【簿記1級】材料消費単価の計算

簿記一級講座材料消費単価の計算

こんな方におすすめ

  • 実際原価計算・費目別計算を勉強している人
  • 先入先出法・平均法・個別法などを知りたい人
  • 簿記1級合格を目指す人

材料費の計算

(一)直接材料費,補助材料費等であって,出入記録を行なう材料に関する原価は,各種の材料につき原価計算期間における実際の消費量に,その消費価格を乗じて計算する。

出典:原価計算基準 第二章 一一 材料費計算

材料費は、

実際の消費量×その消費価格=材料費

として計算されます。

つまり、材料費を計算するにあたっては、

  • 消費量
  • 消費価格

の2つをどのように計算するのかがポイントになります。

この記事では、消費価格の計算についてまとめています。

 

消費単価の計算

(三)材料の消費価格は,原則として購入原価をもって計算する。

同種材料の購入原価が異なる場合,その消費価格の計算は,次のような方法による。

  1. 先入先出法
  2. 移動平均法
  3. 総平均法
  4. 後入先出法
  5. 個別法

材料の消費価格は,必要ある場合には,予定価格等をもって計算することができる。

出典:原価計算基準 第二章 一一 材料費計算

原価計算基準上、消費価格の計算には5つの種類記載されています。

それぞれ見ていきましょう。

先入先出法

最も古く取得されたものから順次払出しが行われ、期末棚卸資産は最も新しく取得されたものからなるとみなして期末棚卸資産の価額を算定する方法

出典:企業会計基準第9号 6-2.(2) 先入先出法

先に買ったものから順次払出されるという非常にわかりやすい考え方です。

ちょっと一言

先入先出法は英語でFirst in-first out methodと言います。日本本社の経理の人達は、頭文字をとって、FIFO(ファイフォー)とミーティングでよく言うので覚えておくと便利です。

移動平均法

取得した棚卸資産の平均原価を算出し、この平均原価によって期末棚卸資産の価額を算定する方法

なお、平均原価は、総平均法又は移動平均法によって算出する。

出典:企業会計基準第9号 6-2.(3) 平均原価法

移動平均法とは、受入の都度、平均価格を算出する方法です。

購入の都度、

残存購入価額÷残存数量=平均価格

として計算します。

途中で払出があった場合には、その分残存購入価額と残存数量を減少させます。

残存購入価額の減少額は、

その時点の平均価格×払出数量

として計算されます。

ちょっと一言

イメージとしては、創業以来使用している秘伝のタレです。継ぎ足し継ぎ足しで計算します。

総平均法

(期首材料残高+当月材料購入高)÷(期首材料数量+当月材料購入数量)=平均価格

として計算する方法です。

この方法の場合、計算は一度で済みますが、月が締まらないと平均価格を計算することが出来ません。

ちょっと一言

実務上、人により平均法と言った時に、移動平均法なのか総平均法なのかを区別できないため念のため確認した方が無難です。

後入先出法

後入先出法については、会計基準の2008年改正で、棚卸資産の評価方法として採用されなくなりました。

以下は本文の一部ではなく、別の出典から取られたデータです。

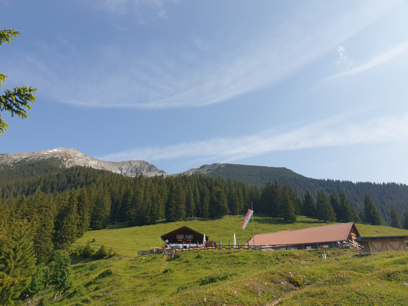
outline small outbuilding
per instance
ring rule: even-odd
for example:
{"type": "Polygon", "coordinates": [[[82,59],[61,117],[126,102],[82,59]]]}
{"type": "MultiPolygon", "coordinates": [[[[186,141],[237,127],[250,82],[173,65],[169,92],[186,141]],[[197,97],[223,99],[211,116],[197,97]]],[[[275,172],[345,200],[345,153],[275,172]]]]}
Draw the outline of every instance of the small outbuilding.
{"type": "Polygon", "coordinates": [[[364,247],[364,251],[366,253],[407,251],[405,242],[408,240],[408,235],[359,237],[354,240],[364,247]]]}
{"type": "MultiPolygon", "coordinates": [[[[166,249],[172,247],[187,248],[191,246],[203,246],[204,235],[187,226],[182,226],[162,236],[161,238],[168,246],[166,249]]],[[[212,243],[210,238],[206,236],[206,246],[211,246],[212,243]]],[[[215,242],[213,245],[216,245],[215,242]]]]}

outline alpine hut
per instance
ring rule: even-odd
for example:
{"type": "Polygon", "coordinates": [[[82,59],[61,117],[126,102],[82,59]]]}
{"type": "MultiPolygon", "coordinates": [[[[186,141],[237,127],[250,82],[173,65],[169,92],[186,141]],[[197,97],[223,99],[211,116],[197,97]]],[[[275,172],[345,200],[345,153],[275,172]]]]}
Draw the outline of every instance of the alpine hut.
{"type": "Polygon", "coordinates": [[[216,244],[210,241],[208,236],[198,233],[187,226],[182,226],[162,236],[162,240],[166,243],[163,246],[165,249],[171,248],[188,248],[192,246],[202,247],[204,246],[204,237],[206,247],[215,247],[216,244]]]}
{"type": "MultiPolygon", "coordinates": [[[[358,248],[360,237],[353,222],[256,235],[256,249],[310,249],[348,246],[358,248]]],[[[248,245],[254,245],[253,238],[248,245]]]]}
{"type": "Polygon", "coordinates": [[[405,242],[408,235],[360,237],[355,239],[364,247],[366,253],[378,253],[394,251],[408,251],[405,242]]]}

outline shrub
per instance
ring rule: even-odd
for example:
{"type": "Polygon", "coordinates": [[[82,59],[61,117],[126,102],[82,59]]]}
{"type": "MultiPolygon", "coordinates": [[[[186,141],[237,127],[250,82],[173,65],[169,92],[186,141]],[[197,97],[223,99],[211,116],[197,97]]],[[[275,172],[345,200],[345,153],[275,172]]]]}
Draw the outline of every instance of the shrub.
{"type": "Polygon", "coordinates": [[[29,293],[35,294],[45,287],[47,279],[45,279],[46,275],[44,270],[42,266],[37,266],[35,274],[33,276],[31,282],[27,288],[29,293]]]}

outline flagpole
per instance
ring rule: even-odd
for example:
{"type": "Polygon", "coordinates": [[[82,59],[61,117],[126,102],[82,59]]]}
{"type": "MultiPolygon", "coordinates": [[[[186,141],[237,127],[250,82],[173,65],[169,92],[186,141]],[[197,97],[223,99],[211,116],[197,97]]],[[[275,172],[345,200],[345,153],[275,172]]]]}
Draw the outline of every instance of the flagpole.
{"type": "Polygon", "coordinates": [[[255,230],[253,229],[253,208],[252,207],[252,201],[251,201],[251,210],[252,213],[252,233],[253,235],[252,240],[253,240],[253,250],[252,253],[252,258],[253,258],[253,254],[255,253],[255,230]]]}

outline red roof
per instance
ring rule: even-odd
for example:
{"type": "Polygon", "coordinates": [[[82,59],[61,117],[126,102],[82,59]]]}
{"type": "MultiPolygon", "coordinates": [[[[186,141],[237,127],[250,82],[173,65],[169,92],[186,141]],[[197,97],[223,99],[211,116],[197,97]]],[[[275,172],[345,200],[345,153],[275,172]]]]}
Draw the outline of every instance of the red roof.
{"type": "MultiPolygon", "coordinates": [[[[311,228],[259,234],[255,235],[255,244],[282,245],[351,240],[352,238],[349,233],[352,228],[354,229],[356,236],[359,237],[359,231],[354,223],[351,222],[311,228]]],[[[253,243],[252,238],[251,238],[249,242],[249,245],[253,243]]]]}

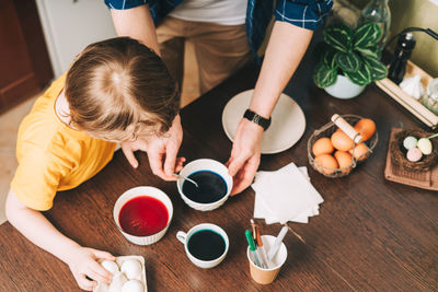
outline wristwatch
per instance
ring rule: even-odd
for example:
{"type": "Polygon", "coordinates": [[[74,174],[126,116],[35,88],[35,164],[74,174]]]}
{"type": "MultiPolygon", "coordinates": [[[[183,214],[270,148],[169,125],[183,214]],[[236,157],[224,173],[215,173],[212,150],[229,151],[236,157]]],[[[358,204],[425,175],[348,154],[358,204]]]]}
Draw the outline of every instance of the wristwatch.
{"type": "Polygon", "coordinates": [[[257,124],[258,126],[261,126],[265,131],[267,130],[267,128],[269,128],[270,125],[270,117],[269,118],[264,118],[261,115],[255,114],[253,110],[251,109],[246,109],[245,114],[243,115],[244,118],[251,120],[252,122],[257,124]]]}

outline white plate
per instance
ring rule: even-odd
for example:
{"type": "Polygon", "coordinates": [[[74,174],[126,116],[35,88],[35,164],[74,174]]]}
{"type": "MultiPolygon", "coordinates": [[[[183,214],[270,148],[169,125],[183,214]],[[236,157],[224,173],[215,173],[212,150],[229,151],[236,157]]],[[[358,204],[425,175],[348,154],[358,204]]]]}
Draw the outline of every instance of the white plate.
{"type": "MultiPolygon", "coordinates": [[[[228,138],[233,141],[238,125],[250,106],[254,90],[232,97],[222,112],[222,126],[228,138]]],[[[262,154],[273,154],[291,148],[306,130],[306,117],[301,107],[288,95],[281,93],[272,114],[269,128],[262,137],[262,154]]]]}

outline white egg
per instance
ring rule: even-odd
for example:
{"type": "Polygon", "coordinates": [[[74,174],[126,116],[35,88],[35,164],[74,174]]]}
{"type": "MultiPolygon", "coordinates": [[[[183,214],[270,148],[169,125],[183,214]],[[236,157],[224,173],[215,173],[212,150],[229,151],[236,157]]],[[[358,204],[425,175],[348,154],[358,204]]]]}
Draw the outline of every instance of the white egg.
{"type": "Polygon", "coordinates": [[[122,292],[145,292],[145,287],[139,280],[129,280],[122,287],[122,292]]]}
{"type": "Polygon", "coordinates": [[[104,260],[101,262],[102,267],[111,272],[112,275],[116,273],[118,271],[118,266],[115,261],[112,260],[104,260]]]}
{"type": "Polygon", "coordinates": [[[429,155],[431,153],[431,142],[427,138],[422,138],[417,142],[417,148],[422,150],[423,154],[429,155]]]}
{"type": "Polygon", "coordinates": [[[403,147],[406,150],[410,150],[411,148],[414,148],[417,145],[417,139],[415,137],[412,136],[407,136],[406,138],[404,138],[403,140],[403,147]]]}
{"type": "Polygon", "coordinates": [[[127,259],[122,262],[120,271],[126,275],[129,280],[141,279],[141,264],[137,259],[127,259]]]}
{"type": "Polygon", "coordinates": [[[122,272],[116,272],[113,277],[113,281],[110,284],[108,292],[120,292],[124,284],[128,281],[125,275],[122,272]]]}

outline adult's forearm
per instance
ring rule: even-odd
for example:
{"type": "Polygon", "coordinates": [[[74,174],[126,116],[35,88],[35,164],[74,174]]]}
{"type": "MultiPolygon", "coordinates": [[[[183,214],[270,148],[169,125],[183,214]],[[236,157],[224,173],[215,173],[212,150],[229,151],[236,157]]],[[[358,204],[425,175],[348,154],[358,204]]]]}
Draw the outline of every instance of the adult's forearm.
{"type": "Polygon", "coordinates": [[[65,262],[69,260],[69,248],[79,245],[61,234],[39,212],[22,205],[10,190],[7,199],[7,218],[27,240],[65,262]]]}
{"type": "Polygon", "coordinates": [[[135,38],[161,56],[148,4],[127,10],[112,9],[111,16],[118,36],[135,38]]]}
{"type": "Polygon", "coordinates": [[[275,22],[250,108],[269,117],[283,90],[297,70],[313,31],[275,22]]]}

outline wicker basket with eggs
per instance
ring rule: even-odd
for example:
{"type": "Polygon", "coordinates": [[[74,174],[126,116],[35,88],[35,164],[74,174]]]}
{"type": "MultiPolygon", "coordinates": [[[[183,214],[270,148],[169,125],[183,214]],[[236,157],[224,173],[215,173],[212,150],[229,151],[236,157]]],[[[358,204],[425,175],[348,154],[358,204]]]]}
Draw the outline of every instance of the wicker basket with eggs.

原価計算基準は昭和三十七年の実施基準と非常に古く、改正されていないため、後入先出法の文言が残っています。

個別法

取得原価の異なる棚卸資産を区別して記録し、その個々の実際原価によって期末棚卸資産の価額を算定する方法

個別法は、個別性が強い棚卸資産の評価に適した方法である。

出典:企業会計基準第9号 6-2.(1) 個別法

高価な一点物の材料管理に適しています。